The interior of the carriage was a suffocatingly plush recreation of her palace quarters. Pink velvet upholstery, brass fixtures, and the ever-present smell of forced floral perfumes.
Glinda dismissed Malla and locked the heavy sliding door of her cabin.
She set her modest leather traveling bag on the bed. She didn't open it to check her gowns. She unbuckled the false bottom of the bag, pulling back the leather lining to reveal the Grimmerie, resting snugly against a velvet cushion, flanked by the Star Wand.

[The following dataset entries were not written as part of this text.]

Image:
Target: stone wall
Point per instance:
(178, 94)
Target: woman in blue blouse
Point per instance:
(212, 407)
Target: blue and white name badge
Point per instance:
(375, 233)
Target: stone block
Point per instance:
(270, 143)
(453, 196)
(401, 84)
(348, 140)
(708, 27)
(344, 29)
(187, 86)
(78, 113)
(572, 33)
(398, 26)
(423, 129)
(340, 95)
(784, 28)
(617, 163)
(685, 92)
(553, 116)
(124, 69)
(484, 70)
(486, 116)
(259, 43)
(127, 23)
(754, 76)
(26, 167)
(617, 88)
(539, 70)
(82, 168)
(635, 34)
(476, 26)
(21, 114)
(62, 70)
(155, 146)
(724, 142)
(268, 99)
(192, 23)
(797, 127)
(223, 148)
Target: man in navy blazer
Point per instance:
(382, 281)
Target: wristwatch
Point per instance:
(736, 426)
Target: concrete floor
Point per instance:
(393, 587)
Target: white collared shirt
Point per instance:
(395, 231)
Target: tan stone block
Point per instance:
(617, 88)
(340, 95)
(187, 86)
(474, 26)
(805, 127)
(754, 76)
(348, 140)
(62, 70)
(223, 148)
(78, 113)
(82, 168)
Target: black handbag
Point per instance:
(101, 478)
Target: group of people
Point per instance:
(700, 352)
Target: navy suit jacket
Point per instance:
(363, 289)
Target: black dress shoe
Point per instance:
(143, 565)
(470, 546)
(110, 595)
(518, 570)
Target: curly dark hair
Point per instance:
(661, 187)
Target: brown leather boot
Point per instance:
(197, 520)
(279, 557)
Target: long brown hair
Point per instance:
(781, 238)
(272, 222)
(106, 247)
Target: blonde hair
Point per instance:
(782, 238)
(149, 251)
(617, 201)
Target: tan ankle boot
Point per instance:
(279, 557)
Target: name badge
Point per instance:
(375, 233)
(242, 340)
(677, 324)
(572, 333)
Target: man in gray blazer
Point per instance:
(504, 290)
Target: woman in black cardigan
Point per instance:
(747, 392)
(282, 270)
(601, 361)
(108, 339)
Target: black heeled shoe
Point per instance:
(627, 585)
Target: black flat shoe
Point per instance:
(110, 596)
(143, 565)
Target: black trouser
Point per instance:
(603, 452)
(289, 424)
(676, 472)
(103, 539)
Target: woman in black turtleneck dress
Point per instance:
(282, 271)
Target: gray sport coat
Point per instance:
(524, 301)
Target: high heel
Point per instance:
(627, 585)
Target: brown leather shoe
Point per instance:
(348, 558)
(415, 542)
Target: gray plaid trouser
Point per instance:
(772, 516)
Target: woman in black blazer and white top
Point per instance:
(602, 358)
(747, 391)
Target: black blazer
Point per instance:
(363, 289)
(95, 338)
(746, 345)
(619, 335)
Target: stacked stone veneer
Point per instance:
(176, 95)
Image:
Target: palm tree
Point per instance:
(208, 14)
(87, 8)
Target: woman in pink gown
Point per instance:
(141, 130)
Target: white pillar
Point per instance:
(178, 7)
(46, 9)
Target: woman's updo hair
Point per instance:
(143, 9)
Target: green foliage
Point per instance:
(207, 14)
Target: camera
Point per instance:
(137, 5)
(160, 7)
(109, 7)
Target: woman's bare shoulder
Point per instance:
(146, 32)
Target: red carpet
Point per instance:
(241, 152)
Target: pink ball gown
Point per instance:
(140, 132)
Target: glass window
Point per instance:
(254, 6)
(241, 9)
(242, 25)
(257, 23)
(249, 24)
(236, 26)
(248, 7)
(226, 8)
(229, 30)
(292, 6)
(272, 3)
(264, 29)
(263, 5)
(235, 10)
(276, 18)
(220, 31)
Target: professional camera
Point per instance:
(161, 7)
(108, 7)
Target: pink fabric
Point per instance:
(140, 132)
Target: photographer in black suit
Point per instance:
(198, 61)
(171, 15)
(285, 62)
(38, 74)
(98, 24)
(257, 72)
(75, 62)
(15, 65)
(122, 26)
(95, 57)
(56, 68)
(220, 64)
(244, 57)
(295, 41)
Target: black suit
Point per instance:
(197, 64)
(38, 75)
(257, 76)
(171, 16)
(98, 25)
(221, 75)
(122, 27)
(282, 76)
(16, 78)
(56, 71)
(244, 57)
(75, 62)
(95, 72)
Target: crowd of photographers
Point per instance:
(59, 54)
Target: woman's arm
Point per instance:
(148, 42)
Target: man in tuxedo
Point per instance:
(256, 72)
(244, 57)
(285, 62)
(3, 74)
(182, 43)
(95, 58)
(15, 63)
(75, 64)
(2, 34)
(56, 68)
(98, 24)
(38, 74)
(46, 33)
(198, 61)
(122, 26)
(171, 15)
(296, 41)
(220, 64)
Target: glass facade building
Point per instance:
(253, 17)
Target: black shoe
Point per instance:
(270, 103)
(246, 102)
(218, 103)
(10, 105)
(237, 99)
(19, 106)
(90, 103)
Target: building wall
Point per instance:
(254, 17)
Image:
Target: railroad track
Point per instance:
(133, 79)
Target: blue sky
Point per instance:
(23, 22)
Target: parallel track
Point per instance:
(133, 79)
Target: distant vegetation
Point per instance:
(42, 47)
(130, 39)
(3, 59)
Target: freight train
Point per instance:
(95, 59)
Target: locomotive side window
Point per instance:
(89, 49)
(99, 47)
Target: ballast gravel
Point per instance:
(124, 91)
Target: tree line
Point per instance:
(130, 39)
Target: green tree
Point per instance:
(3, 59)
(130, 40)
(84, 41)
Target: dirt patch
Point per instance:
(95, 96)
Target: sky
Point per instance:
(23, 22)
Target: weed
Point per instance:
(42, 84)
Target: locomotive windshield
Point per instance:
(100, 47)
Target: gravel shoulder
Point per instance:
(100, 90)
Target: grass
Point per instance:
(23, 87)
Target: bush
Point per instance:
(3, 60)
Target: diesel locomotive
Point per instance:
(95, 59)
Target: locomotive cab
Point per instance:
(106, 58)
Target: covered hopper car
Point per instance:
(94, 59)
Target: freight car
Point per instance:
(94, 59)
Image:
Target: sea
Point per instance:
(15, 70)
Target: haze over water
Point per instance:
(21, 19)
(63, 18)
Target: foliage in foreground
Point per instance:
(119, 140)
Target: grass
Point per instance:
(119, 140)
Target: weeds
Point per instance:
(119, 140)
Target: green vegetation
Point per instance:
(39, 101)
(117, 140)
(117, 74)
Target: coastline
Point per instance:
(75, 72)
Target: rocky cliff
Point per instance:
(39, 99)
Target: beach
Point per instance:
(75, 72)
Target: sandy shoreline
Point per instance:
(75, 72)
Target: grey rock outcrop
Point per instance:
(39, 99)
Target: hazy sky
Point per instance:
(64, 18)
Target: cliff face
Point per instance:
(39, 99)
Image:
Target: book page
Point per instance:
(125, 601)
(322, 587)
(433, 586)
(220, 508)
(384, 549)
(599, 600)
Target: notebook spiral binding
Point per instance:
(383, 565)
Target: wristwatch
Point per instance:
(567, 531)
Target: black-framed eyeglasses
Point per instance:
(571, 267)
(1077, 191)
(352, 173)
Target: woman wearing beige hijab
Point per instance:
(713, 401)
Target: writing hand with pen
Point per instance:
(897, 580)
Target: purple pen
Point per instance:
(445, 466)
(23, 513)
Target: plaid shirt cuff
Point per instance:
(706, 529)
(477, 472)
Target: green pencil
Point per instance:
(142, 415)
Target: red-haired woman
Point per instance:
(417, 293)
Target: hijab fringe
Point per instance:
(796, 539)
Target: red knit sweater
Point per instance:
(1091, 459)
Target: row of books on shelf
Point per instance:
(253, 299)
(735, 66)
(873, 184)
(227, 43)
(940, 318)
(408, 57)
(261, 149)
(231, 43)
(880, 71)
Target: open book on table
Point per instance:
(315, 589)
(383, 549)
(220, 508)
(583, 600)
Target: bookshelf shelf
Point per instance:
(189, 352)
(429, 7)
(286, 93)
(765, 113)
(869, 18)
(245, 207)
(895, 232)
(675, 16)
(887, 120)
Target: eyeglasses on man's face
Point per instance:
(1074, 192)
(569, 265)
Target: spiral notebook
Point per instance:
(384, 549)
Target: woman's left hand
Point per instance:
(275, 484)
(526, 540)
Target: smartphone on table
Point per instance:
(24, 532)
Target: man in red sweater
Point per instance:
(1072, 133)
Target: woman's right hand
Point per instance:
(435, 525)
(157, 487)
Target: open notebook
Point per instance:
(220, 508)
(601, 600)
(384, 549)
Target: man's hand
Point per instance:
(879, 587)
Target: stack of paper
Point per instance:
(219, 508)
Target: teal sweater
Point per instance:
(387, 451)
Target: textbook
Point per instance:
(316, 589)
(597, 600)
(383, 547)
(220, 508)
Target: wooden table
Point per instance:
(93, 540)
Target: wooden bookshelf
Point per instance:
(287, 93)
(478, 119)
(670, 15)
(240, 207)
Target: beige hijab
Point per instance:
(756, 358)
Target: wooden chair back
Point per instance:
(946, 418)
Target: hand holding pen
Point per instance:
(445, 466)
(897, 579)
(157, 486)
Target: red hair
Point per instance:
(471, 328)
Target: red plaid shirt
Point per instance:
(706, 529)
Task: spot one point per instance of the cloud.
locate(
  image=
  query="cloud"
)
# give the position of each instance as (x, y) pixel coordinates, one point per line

The train lurched. The whistle shrieked, a high, mournful sound that echoed off the glass roof of the station.
As the locomotive pulled out of the Emerald City, beginning its long journey North toward the Gillikin Country, Glinda sat by the window. She watched the glowing green lights of her capital fade into the blackness of the night.
Look beneath the library.
She closed her eyes, leaning her head against the cool glass. She was going back to the place where she had learned to be a politician. She was going back to the place where Elphaba had learned to be a revolutionary.
Tomorrow, Shiz University was going to welcome back its most famous, most beloved, most utterly compliant alumna.
They had no idea what was actually coming for them.